Synopsis

In this peer assessed project, I analyze a data set of storm events in the United States published by the National Weather Service. The data set is available here and there is documentation available here and here. The storm events included in the data set are diverse, including droughts, tornadoes, winter weather events, and others. Events are recorded from 1950 to 2011, but events from the early years in the data set are sparse, indicating changes over the years in record keeping. Observations recorded for the storm events include event type, location, time/date, deaths, injuries, property/crop damage, and others. In this analysis, I will examine the types of storm events in this data set and the consequences for these events for human health and the economy.

Data Processing

First, I load the libraries used in this analysis and read the storm event data from the CSV file.

library(dplyr, warn.conflicts = FALSE)
library(reshape2)
library(ggplot2)
storms <- read.csv("./repdata-data-StormData.csv.bz2", stringsAsFactors = FALSE)

To examine the economic consequences of storm events, I need the estimated property and crop damage as recorded in this data set. These damage estimates are coded in two columns each, one with 3 significant digits and one with an exponent: “K” for thousands, “M” for millions, and “B” for billions. Not all events have properly coded damage exponents, however; some have values such as “?”, “2”, or so on. Let’s examine how many storm events have incorrectly coded exponents, to see if it would be reasonable to remove these for my analysis.

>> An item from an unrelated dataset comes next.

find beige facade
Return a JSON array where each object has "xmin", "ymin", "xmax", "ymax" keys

meanprop <- mean(storms$PROPDMGEXP != "K" & 
        storms$PROPDMGEXP != "M" & 
        storms$PROPDMGEXP != "B" & 
        storms$PROPDMGEXP != "")
        
meancrop <- mean(storms$CROPDMGEXP != "K" & 
        storms$CROPDMGEXP != "M" & 
        storms$CROPDMGEXP != "B" & 
        storms$CROPDMGEXP != "")

meanprop
## [1] 0.0003635167
meancrop
## [1] 5.430584e-05

So 0.0363517% of the values have incorrectly coded exponents for the property damage and 0.0054306% of the values have incorrectly coded exponents for the crop damage. It does not seem unreasonable to remove these events from my analysis so that we have complete information on the economic impact of the storm events.

As I keep only the storm events with properly coded exponents (first for property), I will also only keep the observations I will use for the analysis: event type, fatalities, injuries, property damage, and crop damage.

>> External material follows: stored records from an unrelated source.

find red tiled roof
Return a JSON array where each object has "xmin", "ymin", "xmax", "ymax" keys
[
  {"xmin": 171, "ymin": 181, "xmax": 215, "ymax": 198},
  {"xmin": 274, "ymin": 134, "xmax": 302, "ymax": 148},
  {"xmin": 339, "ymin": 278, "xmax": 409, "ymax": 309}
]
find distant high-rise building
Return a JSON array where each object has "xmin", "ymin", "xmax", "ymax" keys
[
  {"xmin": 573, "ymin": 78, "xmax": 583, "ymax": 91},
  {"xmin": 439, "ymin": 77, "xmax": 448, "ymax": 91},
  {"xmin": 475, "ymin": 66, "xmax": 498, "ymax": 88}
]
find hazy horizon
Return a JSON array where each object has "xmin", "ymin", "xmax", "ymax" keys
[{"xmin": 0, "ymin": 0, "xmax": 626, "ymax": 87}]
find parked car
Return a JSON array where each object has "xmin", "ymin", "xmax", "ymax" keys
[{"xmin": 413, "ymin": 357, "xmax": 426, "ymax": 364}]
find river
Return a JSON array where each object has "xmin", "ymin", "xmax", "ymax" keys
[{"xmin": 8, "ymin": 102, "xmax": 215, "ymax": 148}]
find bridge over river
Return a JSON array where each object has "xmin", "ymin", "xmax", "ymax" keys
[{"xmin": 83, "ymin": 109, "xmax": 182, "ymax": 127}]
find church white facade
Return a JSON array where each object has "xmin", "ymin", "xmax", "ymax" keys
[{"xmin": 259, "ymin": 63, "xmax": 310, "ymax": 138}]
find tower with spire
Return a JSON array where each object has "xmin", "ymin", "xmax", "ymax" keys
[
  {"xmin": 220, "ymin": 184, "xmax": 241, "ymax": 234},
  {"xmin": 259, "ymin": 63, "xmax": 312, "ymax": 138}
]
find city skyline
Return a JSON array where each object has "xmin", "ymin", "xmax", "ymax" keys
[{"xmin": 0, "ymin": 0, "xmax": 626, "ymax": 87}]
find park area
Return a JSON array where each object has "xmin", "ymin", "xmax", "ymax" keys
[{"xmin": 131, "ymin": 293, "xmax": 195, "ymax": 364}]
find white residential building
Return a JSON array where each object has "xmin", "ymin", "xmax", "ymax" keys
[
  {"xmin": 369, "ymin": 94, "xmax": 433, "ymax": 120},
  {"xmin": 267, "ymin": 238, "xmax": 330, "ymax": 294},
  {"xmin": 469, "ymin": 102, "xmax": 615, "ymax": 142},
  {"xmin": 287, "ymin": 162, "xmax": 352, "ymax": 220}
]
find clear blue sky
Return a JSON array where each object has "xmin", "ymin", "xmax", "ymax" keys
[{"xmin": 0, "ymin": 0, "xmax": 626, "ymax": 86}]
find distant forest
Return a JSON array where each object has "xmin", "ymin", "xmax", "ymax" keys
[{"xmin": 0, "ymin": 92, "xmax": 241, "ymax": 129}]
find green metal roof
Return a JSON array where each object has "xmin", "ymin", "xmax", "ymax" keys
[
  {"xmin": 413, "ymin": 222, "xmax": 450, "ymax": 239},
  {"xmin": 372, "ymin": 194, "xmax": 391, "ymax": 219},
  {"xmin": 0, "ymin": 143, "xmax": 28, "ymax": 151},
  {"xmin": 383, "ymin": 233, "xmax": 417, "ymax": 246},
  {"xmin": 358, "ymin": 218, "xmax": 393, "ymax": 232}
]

myStorms <- storms[storms$PROPDMGEXP == "K" | 
                           storms$PROPDMGEXP == "M" | 
                           storms$PROPDMGEXP == "B" | 
                           storms$PROPDMGEXP == "",c(8, 23:28)]

Now, I keep only the observations with properly coded exponents for the crop damage.

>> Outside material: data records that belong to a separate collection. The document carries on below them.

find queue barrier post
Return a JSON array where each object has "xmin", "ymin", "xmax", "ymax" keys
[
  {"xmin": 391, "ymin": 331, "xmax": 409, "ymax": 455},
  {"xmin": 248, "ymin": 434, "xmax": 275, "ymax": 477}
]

myStorms <- myStorms[myStorms$CROPDMGEXP == "K" | 
                           myStorms$CROPDMGEXP == "M" | 
                           myStorms$CROPDMGEXP == "B" | 
                           myStorms$CROPDMGEXP == "",]

For my analysis, I want the actual dollar amounts for the damage estimates, so I make new columns for the property and crop damage estimates based on the 3 significant figures and the exponent. I use mutate and nested ifelse statements to make the new column that contains the value in dollars.

myStorms <- myStorms %>% 
        mutate(propdollars = ifelse(PROPDMGEXP == "K", PROPDMG*1e3, 
                                    ifelse(PROPDMGEXP == "M", PROPDMG*1e6, 
                                           ifelse(PROPDMGEXP == "B", PROPDMG*1e9, PROPDMG))))
myStorms <- myStorms %>% 
        mutate(cropdollars = ifelse(CROPDMGEXP == "K", CROPDMG*1e3, 
                                    ifelse(CROPDMGEXP == "M", CROPDMG*1e6, 
                                           ifelse(CROPDMGEXP == "B", CROPDMG*1e9, CROPDMG))))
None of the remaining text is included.